By "structure" I mean that, eg, if the original is expressed as a tail
recursion, and he changes the names of the functions and parameters so
that no original text remains but the algorithm is the same, he's
copied the structure and the original copyright still applies.  If he
instead changes to a loop plus stack structure (as well as changing
the names of functions and parameters), then he is very likely OK
(even though these are computationally equivalent, they are
*expressed* differently).

 > the original is GPL, and the result is BSD+GPL, but note, not just
 > either - since BSD adds no restrictions compared to GPL,

This makes sense if you interpret "BSD" and "GPL" as names for sets of
licensing terms, and "+" as union.  Note that in general it is
possible for the terms in the union to conflict, in which case no
copying or redistribution is legally allowed.  Interpreting "+" as a
logical disjunction is not appropriate; you can't pick and choose
unless a given rightholder explicitly offers multiple licenses.

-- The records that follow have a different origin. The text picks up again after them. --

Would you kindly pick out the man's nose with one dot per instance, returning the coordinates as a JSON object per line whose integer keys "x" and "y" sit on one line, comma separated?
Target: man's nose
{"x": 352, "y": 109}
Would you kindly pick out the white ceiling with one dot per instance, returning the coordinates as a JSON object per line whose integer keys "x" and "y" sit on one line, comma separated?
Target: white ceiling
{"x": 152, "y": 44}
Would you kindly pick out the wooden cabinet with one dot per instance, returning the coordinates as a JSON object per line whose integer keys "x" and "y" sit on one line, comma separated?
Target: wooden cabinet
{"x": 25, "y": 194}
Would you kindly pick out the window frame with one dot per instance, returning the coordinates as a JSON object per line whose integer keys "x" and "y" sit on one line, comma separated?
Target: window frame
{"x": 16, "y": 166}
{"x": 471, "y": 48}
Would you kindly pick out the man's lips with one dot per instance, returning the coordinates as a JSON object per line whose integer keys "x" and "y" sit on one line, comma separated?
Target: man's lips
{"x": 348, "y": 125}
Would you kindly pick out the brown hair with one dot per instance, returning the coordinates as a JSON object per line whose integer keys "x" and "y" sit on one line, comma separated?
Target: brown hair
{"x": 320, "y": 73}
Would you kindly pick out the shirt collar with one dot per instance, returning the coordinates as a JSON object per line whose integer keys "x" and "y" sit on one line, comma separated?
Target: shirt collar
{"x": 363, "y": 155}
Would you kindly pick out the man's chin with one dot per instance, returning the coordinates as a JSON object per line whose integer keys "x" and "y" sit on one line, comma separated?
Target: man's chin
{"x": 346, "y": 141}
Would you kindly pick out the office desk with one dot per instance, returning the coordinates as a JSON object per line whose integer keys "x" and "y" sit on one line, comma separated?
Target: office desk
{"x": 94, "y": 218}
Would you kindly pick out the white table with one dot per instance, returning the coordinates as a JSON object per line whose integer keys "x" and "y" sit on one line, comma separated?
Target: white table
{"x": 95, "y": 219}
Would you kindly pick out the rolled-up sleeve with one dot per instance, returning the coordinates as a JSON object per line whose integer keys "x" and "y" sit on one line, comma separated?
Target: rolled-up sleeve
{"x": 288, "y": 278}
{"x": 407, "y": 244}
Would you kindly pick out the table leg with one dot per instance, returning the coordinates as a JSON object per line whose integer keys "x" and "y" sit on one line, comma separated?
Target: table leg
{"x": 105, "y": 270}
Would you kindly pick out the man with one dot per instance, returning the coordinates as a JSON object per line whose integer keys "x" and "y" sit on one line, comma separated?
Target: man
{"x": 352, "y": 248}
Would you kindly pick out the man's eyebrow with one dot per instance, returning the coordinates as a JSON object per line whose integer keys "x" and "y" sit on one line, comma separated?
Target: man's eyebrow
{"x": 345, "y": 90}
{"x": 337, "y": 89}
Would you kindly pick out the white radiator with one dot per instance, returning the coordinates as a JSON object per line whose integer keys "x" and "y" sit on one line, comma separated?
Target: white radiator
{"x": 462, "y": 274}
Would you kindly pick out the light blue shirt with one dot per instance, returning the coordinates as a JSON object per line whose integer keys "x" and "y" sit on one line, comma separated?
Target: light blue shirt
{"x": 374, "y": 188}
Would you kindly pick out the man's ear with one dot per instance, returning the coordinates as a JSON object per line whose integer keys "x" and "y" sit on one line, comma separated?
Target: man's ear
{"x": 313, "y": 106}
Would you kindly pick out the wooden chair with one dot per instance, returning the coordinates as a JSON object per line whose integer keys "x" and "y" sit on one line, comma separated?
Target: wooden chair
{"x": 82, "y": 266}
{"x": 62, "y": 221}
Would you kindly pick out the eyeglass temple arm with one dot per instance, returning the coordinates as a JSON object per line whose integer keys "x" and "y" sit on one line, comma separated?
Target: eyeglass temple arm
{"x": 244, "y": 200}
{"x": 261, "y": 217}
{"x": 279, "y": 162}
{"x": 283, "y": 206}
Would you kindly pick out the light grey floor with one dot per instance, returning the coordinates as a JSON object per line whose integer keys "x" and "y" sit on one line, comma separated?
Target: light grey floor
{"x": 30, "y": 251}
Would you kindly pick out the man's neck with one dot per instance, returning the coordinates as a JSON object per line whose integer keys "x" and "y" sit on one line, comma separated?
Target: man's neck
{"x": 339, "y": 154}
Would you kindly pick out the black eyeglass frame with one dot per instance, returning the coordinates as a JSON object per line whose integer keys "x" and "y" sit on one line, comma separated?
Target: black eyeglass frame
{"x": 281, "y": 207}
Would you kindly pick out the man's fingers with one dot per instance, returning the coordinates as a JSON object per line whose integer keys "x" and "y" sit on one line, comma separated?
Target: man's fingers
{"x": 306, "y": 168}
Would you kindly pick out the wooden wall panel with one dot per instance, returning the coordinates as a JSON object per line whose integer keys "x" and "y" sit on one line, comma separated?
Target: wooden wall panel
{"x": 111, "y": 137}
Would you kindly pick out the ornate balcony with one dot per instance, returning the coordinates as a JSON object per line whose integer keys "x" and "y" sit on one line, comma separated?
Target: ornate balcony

 > we can essentially simplify it to GPL. This is akin to a Wikipedia
 > editor putting his edits and articles under CC-BY, in addition to
 > Wikipedia's standard GFDL/CC-BY-SA; the legal distinction is there,
 > but in practice, it doesn't mean anything except for new works or
 > works where the entire history (=the whole chain of derivative
 > works) has been relicensed.

In the case of a collective work, it certainly does have meaning.  And
what is a program but a collection of functions?  While not every
function will be original enough to be independent of other
copyrights, or to be itself copyrightable, some subset will be, and I
am certain that it is that set of functions that Ganesh is aiming at.

 > (To continue the Wikipedia example: what are you going to do with an
 > edit which is both BY and BY-SA? You can pick which license you want
 > to use the edit under

No, you cannot.  You must satisfy all the licenses that apply.  If the
new text is a pure insertion, then you can copy it from the patch
under the author's license, but in copying from the derived work you
must satisfy the derived work's license.  So the effective license
must be a superset of the terms of any one author's license (and thus
be weakly more restrictive).

 > But it's valuable if that edit is creating a 100 page article
 > single-handedly, since now you have an entire article in 2
 > flavors.)

Even a single sentence (one line function) can be sufficiently
valuable.  However, it's mostly likely to be worth dealing with at the
level of a functional module or higher (say a subsection in text).

 > If copyright were a proposed type system, it'd be rejected for being
 > logically incoherent. :)

Actually, not.  It's really not that hard to understand how copyright
works, not by comparison with Hindley-Milner ... unless your self-
interest clouds your understanding.  Lawrence Rosen _Open Source
Licensing_ is the best source I've come across.